A metric space $(X, d)$ is said to be well-chained if for every $x, y \in X$ and every $\varepsilon > 0$ there exists $n \in \mathbb{N}$ and $z_0, z_1, \dotsc, z_n \in X$ such that $z_0= x$, $z_n = y$ and for every $j \in \{1, \dotsc, n - 1\}$, one has
$d (z_{j - 1}, z_j) < \varepsilon$.

A set $A \subseteq X$ is well-chained if it is well-chained as a metric space with the distance $d$ restricted to $A$.

== Properties ==

A set $A \subseteq X$ is well-chained if and only if its topological closure is well-chained.

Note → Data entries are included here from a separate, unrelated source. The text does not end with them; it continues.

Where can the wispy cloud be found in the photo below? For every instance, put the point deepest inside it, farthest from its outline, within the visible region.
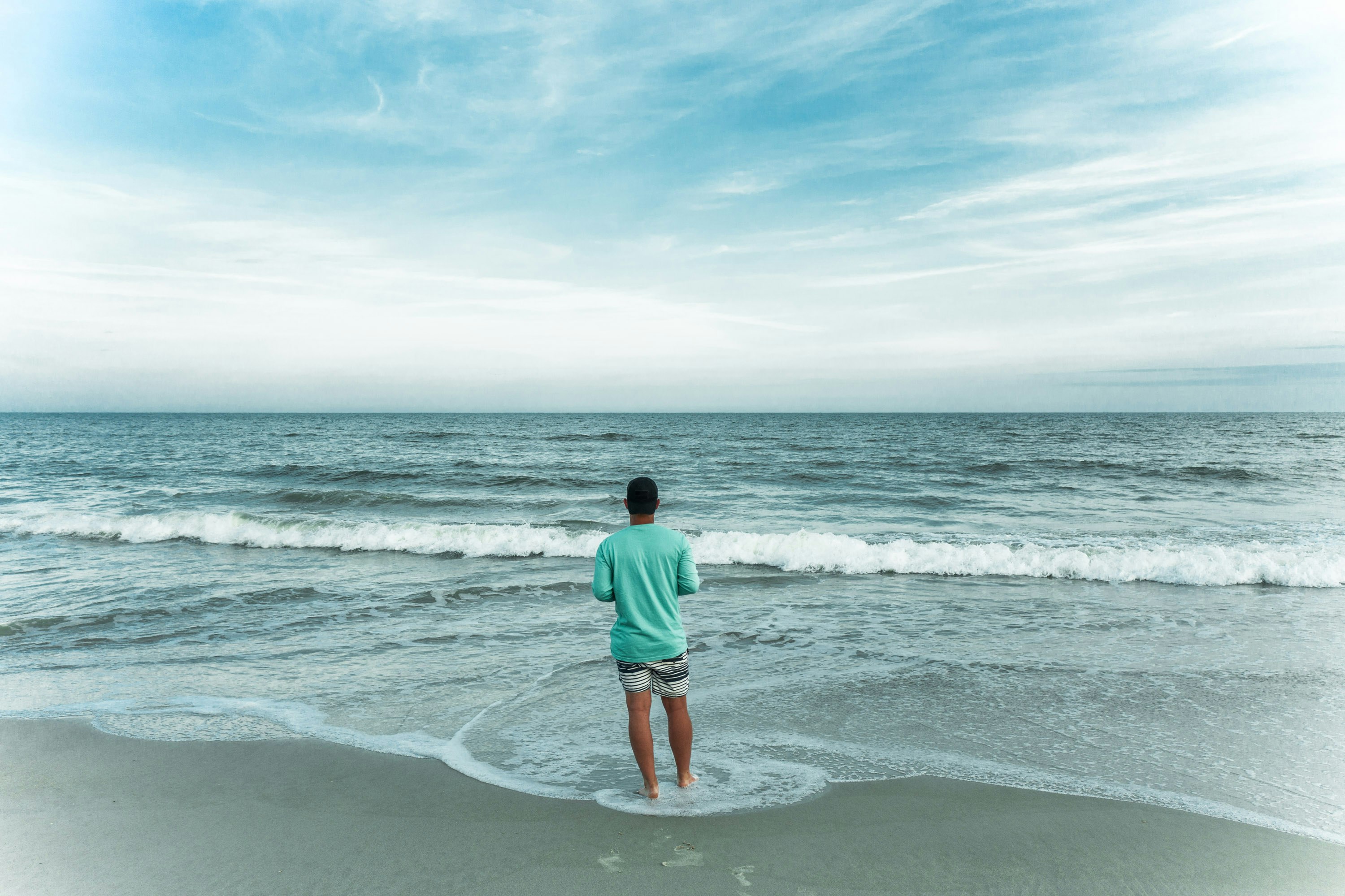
(853, 194)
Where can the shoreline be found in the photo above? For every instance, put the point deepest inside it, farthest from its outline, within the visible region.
(88, 812)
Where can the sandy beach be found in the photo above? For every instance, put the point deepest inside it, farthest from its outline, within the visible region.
(87, 812)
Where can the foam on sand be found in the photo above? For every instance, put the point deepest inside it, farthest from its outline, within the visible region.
(1181, 564)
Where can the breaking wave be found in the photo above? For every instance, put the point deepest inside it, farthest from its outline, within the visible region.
(1191, 564)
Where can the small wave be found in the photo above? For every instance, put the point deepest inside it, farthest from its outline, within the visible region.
(1193, 564)
(326, 474)
(248, 531)
(1220, 473)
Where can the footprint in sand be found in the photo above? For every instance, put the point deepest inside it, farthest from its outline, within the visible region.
(686, 855)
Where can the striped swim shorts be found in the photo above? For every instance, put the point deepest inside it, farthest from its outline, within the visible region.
(668, 677)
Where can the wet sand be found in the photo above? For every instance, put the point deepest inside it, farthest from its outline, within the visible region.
(82, 812)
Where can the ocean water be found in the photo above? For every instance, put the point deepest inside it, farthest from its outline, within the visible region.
(1141, 607)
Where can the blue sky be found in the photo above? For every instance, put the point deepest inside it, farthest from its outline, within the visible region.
(591, 206)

If $X$ is well-chained and if $f \colon X \to Y$ is uniformly continuous then the set $f (X)$ is well-chained.

== Characterizations ==

The following properties are equivalent:
1. the space $X$ is well-chained;
2. if $A \subseteq X$ and $\emptyset \ne A \ne X$, then $\inf \{ d (x, y) : x \in A \text{ and } y \in X \setminus A\} = 0$;
3. if $f \colon X \to \{0, 1\}$ is uniformly continuous, then $f$ is constant.

== Link with connectedness ==

Well-chainedness is a generalization of connectedness, in the sense that any connected (metric) space $X$ is well-chained.

The converse fails in general:
- the set of rational numbers $\mathbb{Q}$ is well-chained but not connected,
- the set $\{(x, y) \in \mathbb{R}^2 : x^2 y^2 = xy\}$ is well-chained but not connected.

There are some situations where well-chainedness implies connectedness:
- every compact and well-chained set is connected;
- if $A \subseteq \mathbb{R}$ is closed and well-chained, then $A$ is connected.

== History ==

The definition of well-chained space was proposed as a definition of connected space (zusammenltiengende Punktmenge) by Georg Cantor in 1883.

In 1921, Maurice Fréchet names well-chained set (ensemble bien enchaîné) connected sets and proves, in the current terminology, that connected spaces are well-chained spaces.

The definition above appears in 1964 under the name of well-chained space in the book of Gordon Whyburn.